Walking trajectories of heterozygous elavGS>Aβ42, azot+/+;+ females after two weeks on RU486.
Courtship suppression assay
Representative 3 min extracts of 10 min long videos recorded to evaluate long-term memory 24 hours after exposure to unreceptive female (trained) or no female in the same test chamber (sham controls).

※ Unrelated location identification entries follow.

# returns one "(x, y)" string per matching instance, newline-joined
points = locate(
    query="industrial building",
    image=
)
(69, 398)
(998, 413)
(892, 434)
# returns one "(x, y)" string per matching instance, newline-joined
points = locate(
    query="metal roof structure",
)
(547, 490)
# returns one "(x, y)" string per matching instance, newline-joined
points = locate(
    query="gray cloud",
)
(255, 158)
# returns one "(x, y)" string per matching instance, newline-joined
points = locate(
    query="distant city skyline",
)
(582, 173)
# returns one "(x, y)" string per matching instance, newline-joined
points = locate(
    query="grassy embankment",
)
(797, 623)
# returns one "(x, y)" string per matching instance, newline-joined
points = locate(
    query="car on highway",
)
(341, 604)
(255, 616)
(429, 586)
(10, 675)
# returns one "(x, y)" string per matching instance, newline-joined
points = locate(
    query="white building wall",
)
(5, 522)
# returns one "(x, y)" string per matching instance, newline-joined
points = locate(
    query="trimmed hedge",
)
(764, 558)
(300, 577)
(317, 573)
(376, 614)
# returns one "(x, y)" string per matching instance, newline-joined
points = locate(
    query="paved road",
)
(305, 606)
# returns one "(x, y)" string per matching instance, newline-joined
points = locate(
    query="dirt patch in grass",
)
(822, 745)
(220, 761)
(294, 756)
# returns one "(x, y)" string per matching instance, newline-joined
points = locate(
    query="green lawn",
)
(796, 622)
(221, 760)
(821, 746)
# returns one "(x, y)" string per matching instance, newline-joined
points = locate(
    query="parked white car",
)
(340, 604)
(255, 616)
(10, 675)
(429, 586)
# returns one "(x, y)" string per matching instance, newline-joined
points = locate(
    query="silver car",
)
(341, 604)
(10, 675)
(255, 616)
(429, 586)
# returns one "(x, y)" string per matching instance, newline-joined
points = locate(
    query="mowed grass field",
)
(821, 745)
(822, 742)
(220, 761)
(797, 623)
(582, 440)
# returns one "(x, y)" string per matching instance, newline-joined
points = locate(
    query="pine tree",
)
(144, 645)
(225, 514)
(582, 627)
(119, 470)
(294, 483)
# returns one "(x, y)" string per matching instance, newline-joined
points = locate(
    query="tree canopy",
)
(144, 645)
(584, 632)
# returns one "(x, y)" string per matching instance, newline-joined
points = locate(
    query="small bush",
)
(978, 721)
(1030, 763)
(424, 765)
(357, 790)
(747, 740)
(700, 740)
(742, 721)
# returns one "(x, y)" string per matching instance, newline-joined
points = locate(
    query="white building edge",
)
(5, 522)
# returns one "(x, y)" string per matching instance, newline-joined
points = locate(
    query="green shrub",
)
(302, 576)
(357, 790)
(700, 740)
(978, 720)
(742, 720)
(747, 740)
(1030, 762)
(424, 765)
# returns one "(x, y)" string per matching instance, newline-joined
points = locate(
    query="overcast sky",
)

Videos 4 Courtship activity of trained elavGS>Aβ42 / >lacZ flies, induced for one week on RU486.
Videos 5
Courtship activity of trained elavGS>Aβ42 / >lacZ flies raised for 1 week on normal food (no induction).
Videos 6
Courtship activity of trained elavGS>Aβ42, azotKO-/- flies, induced for one week on RU486.
Video 7
Courtship activity of trained elavGS>Aβ42 / >diap fly induced for one week on RU486.
Video 8
Courtship activity of trained elavGS>Aβ42, azot+/+;+ fly induced for one week on RU486.
Acknowledgements
We thank to Troy Littleton, Sergio Casas-Tintó, Richard Baines, the Vienna Drosophila Resource Center, the Bloomington Stock Center and the Developmental Studies Hybridoma Bank for sending stocks and reagents. We also acknowledge Julien Colomb for providing equipment and software (CeTrAn V4) used in the walking behaviour assay. We are grateful to the fly community at Champalimaud Research for criticial feedeback and for sharing antibodies and fly stocks. We thank technicians of the Champalimaud Fly Platform for support with the fly work and stock maintenance and Gil Costa for helping with scientific drawings. D.S.C. was supported by an EMBO long-term fellowship (ALTF 979-2014). Work in our laboratory is funded by the European Research Council, the Swiss National Science Foundation, the Portuguese Science Foundation, the Josef Steiner Cancer Research Foundation and the Swiss Cancer League.